By a News Reporter-Staff News Editor at Drug Week -- Data detailed on Drugs and Therapies have been presented. According to news reporting originating in Columbus, Ohio, by NewsRx journalists, research stated, "Many cationic lipids have been developed for lipid-based nanoparticles (LNPs) for delivery of siRNA and microRNA (miRNA). However, less attention has been paid to 'helper lipids."

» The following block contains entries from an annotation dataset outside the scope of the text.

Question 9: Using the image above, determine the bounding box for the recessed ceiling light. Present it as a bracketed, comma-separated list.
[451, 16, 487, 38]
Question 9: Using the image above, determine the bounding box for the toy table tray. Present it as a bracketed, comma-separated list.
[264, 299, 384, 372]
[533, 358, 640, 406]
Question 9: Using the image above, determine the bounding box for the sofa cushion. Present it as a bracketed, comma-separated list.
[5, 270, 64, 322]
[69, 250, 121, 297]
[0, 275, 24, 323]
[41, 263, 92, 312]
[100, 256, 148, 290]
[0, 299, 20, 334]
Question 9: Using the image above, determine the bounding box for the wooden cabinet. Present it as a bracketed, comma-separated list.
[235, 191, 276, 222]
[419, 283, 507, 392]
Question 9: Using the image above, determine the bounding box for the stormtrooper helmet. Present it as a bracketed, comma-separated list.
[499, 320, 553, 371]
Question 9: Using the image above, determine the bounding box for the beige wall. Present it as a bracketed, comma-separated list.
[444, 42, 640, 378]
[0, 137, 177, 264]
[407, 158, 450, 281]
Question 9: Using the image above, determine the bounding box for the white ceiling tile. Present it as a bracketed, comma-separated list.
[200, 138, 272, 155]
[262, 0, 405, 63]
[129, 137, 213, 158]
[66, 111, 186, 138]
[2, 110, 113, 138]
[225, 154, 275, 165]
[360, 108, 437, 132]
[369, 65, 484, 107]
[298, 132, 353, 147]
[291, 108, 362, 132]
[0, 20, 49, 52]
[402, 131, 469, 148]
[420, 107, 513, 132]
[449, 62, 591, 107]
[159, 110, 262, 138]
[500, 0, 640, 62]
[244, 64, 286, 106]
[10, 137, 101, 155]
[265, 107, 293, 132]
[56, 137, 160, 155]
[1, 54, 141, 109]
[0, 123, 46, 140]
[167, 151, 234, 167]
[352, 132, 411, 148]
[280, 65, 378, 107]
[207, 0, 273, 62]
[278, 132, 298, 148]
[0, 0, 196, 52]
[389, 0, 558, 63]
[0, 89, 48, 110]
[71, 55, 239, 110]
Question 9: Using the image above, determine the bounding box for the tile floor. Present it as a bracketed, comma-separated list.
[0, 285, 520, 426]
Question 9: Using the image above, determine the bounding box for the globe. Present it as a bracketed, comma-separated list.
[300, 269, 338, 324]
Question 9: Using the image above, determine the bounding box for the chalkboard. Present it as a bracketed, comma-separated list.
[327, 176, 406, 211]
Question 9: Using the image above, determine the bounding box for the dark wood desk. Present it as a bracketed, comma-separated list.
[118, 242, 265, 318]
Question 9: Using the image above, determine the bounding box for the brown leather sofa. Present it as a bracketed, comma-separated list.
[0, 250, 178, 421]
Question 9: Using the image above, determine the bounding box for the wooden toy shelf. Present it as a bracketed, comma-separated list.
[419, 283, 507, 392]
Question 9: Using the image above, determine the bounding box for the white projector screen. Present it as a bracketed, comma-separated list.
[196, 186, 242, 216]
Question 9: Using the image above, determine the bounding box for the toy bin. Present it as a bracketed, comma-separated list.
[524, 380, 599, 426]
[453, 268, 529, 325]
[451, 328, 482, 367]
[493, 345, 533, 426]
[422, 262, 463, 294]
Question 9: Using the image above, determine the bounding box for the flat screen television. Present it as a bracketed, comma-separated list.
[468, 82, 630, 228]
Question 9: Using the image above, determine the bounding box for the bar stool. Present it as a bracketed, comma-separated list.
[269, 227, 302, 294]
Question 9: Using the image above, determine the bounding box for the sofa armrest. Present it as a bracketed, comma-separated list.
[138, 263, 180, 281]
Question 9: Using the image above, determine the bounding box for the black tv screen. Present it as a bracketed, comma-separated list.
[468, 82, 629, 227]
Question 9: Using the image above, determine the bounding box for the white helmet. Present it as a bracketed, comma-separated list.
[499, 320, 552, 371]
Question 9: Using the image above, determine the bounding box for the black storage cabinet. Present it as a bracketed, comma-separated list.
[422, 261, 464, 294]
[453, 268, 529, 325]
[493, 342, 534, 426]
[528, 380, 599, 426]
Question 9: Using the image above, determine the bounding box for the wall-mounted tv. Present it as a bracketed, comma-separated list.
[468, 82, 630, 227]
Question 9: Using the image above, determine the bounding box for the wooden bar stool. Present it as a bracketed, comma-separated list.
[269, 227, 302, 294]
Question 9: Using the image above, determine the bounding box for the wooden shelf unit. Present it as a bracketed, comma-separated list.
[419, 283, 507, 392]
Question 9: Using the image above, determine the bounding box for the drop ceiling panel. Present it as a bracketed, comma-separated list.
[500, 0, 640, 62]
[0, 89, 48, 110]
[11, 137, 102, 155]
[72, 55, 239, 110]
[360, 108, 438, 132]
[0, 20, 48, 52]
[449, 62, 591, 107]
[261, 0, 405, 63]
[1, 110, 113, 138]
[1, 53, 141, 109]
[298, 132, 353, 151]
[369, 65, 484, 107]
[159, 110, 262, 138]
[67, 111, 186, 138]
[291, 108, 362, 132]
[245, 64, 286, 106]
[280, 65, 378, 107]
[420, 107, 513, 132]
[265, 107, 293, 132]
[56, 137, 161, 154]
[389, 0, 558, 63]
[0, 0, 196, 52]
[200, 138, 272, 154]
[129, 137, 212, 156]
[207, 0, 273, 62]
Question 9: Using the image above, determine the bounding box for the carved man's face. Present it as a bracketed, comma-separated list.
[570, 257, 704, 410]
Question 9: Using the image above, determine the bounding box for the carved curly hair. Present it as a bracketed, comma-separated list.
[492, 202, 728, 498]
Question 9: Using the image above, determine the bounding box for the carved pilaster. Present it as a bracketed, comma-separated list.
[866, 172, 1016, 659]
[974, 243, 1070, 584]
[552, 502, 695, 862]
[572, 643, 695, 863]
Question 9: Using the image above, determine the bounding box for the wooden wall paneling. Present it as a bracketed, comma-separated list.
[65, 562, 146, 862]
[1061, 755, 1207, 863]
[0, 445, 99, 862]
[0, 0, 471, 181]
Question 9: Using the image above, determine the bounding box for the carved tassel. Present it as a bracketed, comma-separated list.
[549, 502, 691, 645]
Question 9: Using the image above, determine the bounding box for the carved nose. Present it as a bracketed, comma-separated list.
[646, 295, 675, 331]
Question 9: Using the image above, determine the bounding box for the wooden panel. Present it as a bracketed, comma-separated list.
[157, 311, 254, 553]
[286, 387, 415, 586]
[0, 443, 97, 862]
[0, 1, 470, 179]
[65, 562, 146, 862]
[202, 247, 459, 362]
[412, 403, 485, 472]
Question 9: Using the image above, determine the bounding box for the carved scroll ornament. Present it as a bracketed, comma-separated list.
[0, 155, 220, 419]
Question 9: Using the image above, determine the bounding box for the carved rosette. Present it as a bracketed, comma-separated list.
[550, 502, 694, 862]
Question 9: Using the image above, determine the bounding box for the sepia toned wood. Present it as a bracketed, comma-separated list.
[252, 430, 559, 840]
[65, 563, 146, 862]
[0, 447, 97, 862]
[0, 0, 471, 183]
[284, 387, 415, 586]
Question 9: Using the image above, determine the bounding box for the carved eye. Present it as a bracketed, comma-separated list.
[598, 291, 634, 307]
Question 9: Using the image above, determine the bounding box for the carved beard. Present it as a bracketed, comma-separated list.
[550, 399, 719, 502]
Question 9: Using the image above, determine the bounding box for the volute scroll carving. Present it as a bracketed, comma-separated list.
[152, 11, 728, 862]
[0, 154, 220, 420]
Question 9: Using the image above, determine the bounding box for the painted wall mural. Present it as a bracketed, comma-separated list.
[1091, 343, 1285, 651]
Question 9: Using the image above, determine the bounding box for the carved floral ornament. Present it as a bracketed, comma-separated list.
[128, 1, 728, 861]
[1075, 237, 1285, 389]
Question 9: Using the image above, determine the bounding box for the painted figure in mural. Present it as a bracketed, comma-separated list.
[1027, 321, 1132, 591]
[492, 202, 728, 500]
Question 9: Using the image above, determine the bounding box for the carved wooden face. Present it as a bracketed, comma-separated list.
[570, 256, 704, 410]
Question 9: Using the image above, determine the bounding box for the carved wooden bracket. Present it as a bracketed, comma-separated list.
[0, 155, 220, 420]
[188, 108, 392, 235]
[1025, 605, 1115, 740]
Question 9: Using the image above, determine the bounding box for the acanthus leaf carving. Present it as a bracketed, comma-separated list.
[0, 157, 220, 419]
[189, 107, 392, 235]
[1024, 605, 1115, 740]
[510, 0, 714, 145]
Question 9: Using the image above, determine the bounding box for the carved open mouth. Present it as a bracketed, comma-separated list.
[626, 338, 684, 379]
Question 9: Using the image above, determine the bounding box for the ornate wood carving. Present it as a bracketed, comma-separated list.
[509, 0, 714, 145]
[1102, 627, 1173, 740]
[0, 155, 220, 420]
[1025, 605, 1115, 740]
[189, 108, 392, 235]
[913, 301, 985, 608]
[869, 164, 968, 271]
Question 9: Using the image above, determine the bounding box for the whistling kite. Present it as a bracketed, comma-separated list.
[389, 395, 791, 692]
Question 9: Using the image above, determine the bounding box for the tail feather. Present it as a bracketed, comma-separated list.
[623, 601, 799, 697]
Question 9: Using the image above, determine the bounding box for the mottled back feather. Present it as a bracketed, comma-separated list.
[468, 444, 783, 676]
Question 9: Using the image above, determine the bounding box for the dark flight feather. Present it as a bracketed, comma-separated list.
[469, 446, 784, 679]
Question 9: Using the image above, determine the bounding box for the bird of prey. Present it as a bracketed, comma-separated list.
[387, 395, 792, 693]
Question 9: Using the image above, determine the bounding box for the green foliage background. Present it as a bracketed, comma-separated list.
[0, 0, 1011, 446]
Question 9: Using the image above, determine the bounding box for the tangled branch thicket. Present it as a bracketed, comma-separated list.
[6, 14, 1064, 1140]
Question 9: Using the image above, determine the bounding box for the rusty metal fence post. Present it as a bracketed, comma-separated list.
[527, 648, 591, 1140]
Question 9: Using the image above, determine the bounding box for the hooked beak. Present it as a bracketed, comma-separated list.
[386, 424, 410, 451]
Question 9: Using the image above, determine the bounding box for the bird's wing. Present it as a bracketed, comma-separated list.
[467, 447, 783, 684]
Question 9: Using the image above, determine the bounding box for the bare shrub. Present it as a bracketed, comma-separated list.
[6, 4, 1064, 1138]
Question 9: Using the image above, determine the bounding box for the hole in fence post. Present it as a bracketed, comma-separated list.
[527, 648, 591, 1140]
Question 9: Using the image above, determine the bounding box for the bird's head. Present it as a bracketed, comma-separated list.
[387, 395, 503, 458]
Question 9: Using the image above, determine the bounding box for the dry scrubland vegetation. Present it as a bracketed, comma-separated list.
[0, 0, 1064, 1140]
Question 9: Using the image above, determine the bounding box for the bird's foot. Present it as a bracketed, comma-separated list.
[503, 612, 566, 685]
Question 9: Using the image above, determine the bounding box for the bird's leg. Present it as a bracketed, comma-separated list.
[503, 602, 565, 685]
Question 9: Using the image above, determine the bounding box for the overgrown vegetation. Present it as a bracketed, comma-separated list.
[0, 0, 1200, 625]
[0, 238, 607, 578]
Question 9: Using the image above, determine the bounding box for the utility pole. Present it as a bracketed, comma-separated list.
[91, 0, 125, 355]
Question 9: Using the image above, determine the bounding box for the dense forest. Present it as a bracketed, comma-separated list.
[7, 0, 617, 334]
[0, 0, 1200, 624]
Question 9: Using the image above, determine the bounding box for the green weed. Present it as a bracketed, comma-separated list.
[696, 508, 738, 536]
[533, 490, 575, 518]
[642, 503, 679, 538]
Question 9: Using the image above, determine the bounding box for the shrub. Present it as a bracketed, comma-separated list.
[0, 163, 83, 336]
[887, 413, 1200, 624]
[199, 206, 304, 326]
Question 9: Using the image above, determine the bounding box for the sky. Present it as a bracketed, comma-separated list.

The news reporters obtained a quote from the research from Ohio State University, "Here, we investigated several 'helper lipids' and examined their effects on the physicochemical properties such as particle size and zeta potential, as well as cellular uptake and transfection efficiency. We found that inclusion of oleic acid (OA), an unsaturated fatty acid, into the LNP formulation significantly enhanced the delivery efficacy for siRNA and miRNA. For proof-of-concept, miR-122, a liver-specific microRNA associated with many liver diseases, was used as a model agent to demonstrate the hepatic delivery efficacy both in tumor cells and in animals. Compared to Lipofectamine 2000, a commercial transfection agent, LNPs containing OA delivered microRNA-122 in a more efficient manner with a 1.8-fold increase in mature miR-122 expression and a 20% decrease in Bcl-w, a target of microRNA-122. In comparison with Invivofectamine, a commercial transfection agent specifically designed for hepatic delivery, LNPs containing OA showed comparable liver accumulation and in vivo delivery efficiency. These findings demonstrated the importance of 'helper lipid' components of the LNP formulation on the cellular uptake and transfection activity of siRNA and miRNA."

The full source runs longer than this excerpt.